KB: And corporate culture is the culture of positivity. You know, in my first workshop, you told me to read Mary Gaitskill because she wrote about sex and sexuality and relationships and family in such a dark and unflinching way. I was remembering that recently because I was editing an essay by this writer who was a dance major, and she was majoring in dance and trying to pay for her college tuition which was a hundred million dollars a year, and so she decided to work as an exotic dancer. So at first she worked at this place that was a local strip club and she was very sex-positive as they now say… she didn’t find it demeaning. There was a great group of women. Different body sizes. Different races. She wasn’t abused. The pay was okay. They had fun. It was a fun, sexy atmosphere. Then suddenly the place was bought out by this… stripping conglomerate or something, and she said it totally transformed everything and suddenly it was like she was working at Starbucks with her clothes off. She couldn’t be raunchy and dirty and hot and friendly. Everyone had to be positive and smile while they stripped and hawked calendars while giving lap dances.
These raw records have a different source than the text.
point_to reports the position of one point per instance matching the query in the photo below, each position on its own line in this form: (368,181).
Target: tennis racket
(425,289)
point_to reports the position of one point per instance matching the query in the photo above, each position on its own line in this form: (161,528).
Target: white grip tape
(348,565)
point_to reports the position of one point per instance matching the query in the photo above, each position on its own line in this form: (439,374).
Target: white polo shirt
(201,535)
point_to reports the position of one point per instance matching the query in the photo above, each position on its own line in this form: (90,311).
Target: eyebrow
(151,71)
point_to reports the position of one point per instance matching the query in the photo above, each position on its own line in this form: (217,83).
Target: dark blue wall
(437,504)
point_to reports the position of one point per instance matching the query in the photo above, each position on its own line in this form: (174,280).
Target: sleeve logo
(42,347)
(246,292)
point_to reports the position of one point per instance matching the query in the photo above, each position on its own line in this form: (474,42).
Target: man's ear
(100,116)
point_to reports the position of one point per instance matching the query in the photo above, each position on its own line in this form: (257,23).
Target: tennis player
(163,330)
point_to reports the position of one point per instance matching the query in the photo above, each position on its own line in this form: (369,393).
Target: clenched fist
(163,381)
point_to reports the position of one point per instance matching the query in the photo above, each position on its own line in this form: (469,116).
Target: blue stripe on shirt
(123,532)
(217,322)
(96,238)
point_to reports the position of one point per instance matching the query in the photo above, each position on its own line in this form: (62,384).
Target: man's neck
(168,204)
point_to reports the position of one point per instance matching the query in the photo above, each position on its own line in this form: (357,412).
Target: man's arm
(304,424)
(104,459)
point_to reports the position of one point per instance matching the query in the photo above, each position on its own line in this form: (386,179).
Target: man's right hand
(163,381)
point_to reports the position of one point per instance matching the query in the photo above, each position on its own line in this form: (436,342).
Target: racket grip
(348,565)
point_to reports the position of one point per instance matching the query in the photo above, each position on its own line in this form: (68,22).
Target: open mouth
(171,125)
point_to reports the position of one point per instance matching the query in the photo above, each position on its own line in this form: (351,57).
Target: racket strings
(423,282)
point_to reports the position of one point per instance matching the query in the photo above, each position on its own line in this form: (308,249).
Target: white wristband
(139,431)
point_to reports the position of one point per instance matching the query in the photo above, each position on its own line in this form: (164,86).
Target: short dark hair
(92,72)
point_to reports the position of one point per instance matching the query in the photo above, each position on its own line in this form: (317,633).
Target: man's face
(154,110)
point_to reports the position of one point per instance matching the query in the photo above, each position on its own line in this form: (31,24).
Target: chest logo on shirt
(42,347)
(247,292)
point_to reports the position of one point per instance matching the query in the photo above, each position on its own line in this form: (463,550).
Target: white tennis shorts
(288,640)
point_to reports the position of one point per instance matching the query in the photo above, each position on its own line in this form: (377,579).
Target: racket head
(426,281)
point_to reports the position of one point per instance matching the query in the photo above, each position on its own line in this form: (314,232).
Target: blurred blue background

I read this and felt it was one of the scariest, darkest things I’d ever read about sex. But I don’t know…. it’s like, the things we think are scary: sex and feelings and desire… aren’t really scary. But the corporate stuff is scary, it’s fucking terrifying.
EC: And it’s scary to anyone with a sense of language, especially. Our kids… I have no problem with my kids swearing but I don’t want them using corporate language. People put words into your brain. That’s one of the hardest things about writing… figuring out what you actually think as opposed to what’s been put there, what’s received. And it’s a revelation. Someone saying what they’re not supposed to say, that they’d rather die then go to some party or they’d rather put their hand down the disposal than go on a date. The ability to think and to say what you actually think no matter how awful or dark it is.
KB: Exactly! And in places, in pockets, that ability to face it, to turn toward it, to not blink or recoil or pretend things are otherwise, that still exists. Maybe that’s the only thing there is to be positive about.
EC: Yes, yes. The untrammeled joy of negativity.
KB: Let’s drink to it. Is it too early to drink?